Разве не может статься здесь такая встреча? Или запросят, узнают в тех лагерях, которые я называл на допросе: «Был у вас тут такой Греков Юрий Михайлович? А ну проследите по своим бумагам. Нет? А куда же он мог деваться? Как, совсем не было такого?» Тут и начнется…

Но чего тебе бояться? Своей судьбой сравняешься со своими братьями, мучениками за революцию, и все. Обо всех ты уже знаешь, что, с кем случилось. Только про Улю никто тебе здесь ничего не скажет. И может, потому ты так остерегаешься, так хочется тебе остаться Грековым. И ходишь уже не плохо в этой шкуре на работу. О, из этого получилась бы интересная повесть, как ты, Юра Бочар, другим человеком обернулся. И ты уже ждешь обмена, да как еще ждешь. Карточку свою не одному пленному показываешь, хвалишься своей девушкой. А что, как попадешь на донского казака, который тебе скажет: «Нет у нас такой станицы Николаевской». Или переспросит: «В каком, в каком ты кавалерийском полку служил?»

А ты будешь врать, да не в лад, а ты на коне и не сидел на войне.
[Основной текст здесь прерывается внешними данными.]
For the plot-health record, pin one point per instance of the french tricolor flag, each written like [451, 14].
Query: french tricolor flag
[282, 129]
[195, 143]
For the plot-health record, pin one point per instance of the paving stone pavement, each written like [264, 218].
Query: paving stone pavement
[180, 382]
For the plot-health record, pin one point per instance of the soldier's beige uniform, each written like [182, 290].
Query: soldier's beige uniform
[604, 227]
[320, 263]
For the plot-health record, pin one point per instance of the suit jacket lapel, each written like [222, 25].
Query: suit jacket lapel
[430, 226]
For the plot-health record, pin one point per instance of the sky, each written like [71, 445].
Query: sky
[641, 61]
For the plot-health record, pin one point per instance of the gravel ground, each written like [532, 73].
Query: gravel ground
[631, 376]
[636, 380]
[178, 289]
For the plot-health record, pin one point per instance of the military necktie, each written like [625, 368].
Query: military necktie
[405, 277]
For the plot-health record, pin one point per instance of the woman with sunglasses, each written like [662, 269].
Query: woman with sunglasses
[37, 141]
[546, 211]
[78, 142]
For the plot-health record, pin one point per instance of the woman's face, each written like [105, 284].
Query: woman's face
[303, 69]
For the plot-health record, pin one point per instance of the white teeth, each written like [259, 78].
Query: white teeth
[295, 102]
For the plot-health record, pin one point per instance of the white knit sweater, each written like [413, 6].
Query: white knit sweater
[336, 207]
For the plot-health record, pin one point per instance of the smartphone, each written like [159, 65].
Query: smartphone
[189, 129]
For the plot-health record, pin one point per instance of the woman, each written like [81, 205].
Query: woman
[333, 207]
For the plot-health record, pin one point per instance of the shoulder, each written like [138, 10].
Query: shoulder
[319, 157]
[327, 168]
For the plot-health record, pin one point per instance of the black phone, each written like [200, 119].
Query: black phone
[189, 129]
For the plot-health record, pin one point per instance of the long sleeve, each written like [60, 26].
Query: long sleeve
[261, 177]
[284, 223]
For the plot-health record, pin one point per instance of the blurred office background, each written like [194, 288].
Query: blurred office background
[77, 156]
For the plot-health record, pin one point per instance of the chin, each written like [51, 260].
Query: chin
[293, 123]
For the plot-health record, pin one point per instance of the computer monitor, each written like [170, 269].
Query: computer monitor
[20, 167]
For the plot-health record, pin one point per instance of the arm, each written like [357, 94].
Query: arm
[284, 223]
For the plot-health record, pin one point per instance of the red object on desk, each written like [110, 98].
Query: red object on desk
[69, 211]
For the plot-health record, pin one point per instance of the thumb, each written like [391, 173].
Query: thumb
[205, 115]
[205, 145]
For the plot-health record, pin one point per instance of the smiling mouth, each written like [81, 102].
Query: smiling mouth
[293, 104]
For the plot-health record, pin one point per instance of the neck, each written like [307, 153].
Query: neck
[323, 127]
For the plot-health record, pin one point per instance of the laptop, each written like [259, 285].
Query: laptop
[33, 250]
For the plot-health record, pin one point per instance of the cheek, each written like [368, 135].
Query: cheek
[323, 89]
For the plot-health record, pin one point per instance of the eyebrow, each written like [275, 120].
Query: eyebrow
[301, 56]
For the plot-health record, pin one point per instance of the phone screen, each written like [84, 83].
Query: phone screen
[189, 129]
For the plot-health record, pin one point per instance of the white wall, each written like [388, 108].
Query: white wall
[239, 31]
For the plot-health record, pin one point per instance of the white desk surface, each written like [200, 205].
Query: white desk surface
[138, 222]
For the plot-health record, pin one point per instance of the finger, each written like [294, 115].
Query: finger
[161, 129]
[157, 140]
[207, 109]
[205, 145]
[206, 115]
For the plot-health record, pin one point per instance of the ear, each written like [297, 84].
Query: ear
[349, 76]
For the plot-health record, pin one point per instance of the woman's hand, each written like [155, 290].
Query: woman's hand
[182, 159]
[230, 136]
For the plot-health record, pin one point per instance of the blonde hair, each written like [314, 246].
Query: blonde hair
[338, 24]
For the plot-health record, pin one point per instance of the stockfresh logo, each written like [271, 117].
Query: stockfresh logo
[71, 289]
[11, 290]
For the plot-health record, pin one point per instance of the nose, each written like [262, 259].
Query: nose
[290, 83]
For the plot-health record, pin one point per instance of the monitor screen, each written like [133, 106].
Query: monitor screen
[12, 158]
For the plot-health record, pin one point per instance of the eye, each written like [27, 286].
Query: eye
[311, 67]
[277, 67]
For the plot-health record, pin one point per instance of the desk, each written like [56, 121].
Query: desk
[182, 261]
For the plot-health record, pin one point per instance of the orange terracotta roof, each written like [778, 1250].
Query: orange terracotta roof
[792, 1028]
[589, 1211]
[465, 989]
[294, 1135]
Удержишься ли ты на нем здесь, бедняга?

А так хочется, Уленька моя, на нем удержаться, ведь похоже на то, что нас будут отправлять. И я вернусь к тебе, девушка моя. И уже светится мне в глаза мое счастье. Не знаю, на каких дорогах тебя найду, но счастье мое не допускает, гонит от меня плохие мысли.

Еду, еду к тебе, моя девушка! И уже все позади, уже думаю: то ли жизнь так сложила эту историю, то ли кто выдумал ее для меня?.. Или она мне приснилась?..
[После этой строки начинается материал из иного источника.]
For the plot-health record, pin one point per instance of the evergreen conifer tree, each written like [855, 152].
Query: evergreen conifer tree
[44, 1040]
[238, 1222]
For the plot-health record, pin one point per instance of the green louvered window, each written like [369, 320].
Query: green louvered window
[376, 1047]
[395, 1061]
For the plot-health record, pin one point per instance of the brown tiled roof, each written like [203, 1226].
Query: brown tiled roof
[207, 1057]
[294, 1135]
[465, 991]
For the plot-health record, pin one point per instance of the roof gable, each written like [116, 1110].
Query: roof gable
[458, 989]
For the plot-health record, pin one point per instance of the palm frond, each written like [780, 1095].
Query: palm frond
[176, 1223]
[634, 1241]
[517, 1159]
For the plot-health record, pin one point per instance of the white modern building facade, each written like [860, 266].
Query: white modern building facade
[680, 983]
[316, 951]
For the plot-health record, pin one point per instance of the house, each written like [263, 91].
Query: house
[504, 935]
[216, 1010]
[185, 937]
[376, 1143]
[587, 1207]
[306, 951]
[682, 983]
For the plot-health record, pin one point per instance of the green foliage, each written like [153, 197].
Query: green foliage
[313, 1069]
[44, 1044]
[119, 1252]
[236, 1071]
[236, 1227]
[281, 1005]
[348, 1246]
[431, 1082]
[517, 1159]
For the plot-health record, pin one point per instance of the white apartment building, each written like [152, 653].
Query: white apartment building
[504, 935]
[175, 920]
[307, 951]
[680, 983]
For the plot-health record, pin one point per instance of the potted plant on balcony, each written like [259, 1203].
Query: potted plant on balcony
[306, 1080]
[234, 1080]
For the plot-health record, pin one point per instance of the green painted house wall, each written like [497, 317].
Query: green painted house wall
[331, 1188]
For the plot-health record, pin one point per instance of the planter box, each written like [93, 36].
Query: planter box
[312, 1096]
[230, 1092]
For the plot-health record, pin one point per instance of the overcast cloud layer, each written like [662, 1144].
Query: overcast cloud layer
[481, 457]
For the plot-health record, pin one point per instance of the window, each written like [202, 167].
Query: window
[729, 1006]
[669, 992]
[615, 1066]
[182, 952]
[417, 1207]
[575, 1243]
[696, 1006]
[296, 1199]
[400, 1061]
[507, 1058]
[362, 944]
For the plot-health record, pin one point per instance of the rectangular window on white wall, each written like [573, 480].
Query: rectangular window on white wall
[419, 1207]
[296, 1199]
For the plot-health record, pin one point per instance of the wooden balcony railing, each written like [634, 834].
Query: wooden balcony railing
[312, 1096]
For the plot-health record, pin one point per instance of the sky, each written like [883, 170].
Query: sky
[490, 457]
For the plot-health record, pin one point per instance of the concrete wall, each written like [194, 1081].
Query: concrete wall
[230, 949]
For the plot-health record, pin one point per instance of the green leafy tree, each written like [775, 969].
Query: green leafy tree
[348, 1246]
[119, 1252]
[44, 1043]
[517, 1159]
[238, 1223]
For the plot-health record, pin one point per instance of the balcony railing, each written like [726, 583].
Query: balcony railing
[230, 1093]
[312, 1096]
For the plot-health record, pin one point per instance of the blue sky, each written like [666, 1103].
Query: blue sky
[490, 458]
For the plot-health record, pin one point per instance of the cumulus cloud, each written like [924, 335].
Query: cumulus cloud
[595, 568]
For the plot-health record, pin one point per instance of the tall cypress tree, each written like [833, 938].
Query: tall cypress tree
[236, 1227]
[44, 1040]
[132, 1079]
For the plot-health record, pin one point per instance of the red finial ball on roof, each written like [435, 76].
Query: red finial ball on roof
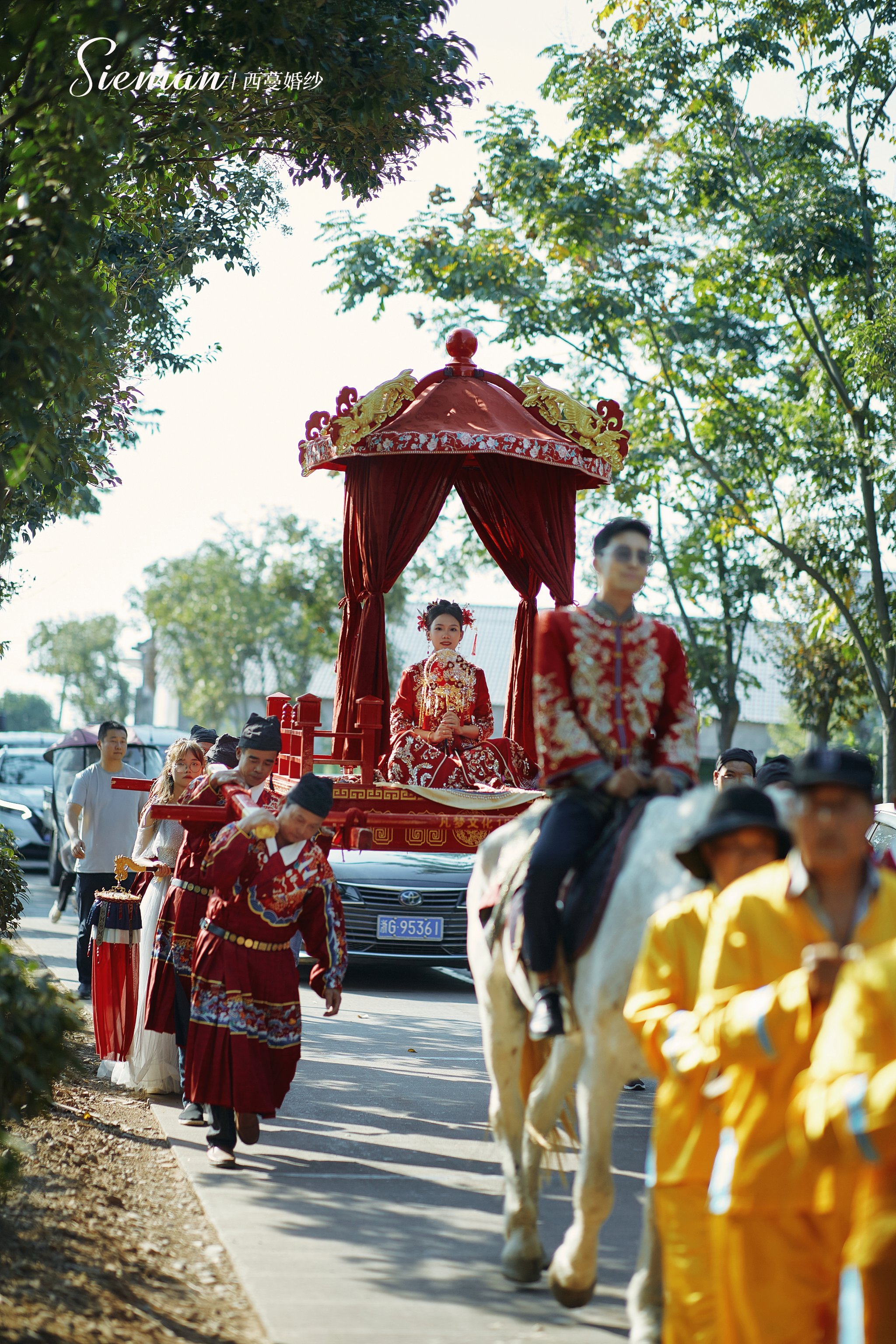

Ну, а какой кажется она вам? А ведь так все и было, как я вам рассказываю. И уже я не в Венгрии, не в Будапеште в лагере для русских военнопленных, где ходил и трясся, что вот-вот откроется, какой я Греков. Уже мы пересекаем в поезде Германию, чтобы потом пересесть на пароход, который поплывет на Петроград.

Земля родная! Я ушел от смерти, я живу и уже на пароходе несу на землю Ленина дорогую память о тебе.

Друзья мои, вы, что в муках погибли, и те, что за тюремной решеткой, и ты, Янош, что где-то по каторжным дорогам несешь в мир мою звезду! Помню о вас! Жизнью своей буду освещать дорогу тому, за что вы приняли муки. И мы доведем до конца то, за что вы боролись. О том плещет мне весна высокой волной на северном Белом море, и чайка, что печалью моей по вас кричит, и радость моя, что, может, скоро встречусь с любимой девушкой.

А вы, люди добрые, если хотите об этом услышать, так еще услышите. Если будем живы, найду время и расскажу дальше свою историю, а какая-нибудь добрая душа и запишет, чтобы и дети, и внуки ваши знали, как нам приходилось стоять за нашу звезду.

Вижу, вижу, не терпится вам узнать, встретился ли я с Улей, пробился ли на Украину со своими хлопцами Молдавчук, что дальше было с Яношем, что с Калинычем.

Знаю, история эта не окончена, как и сама жизнь. Но разве можно закончить ее, если светит солнце, живут люди на земле и я еще живу – простой человек Юрко Бочар с Карпат.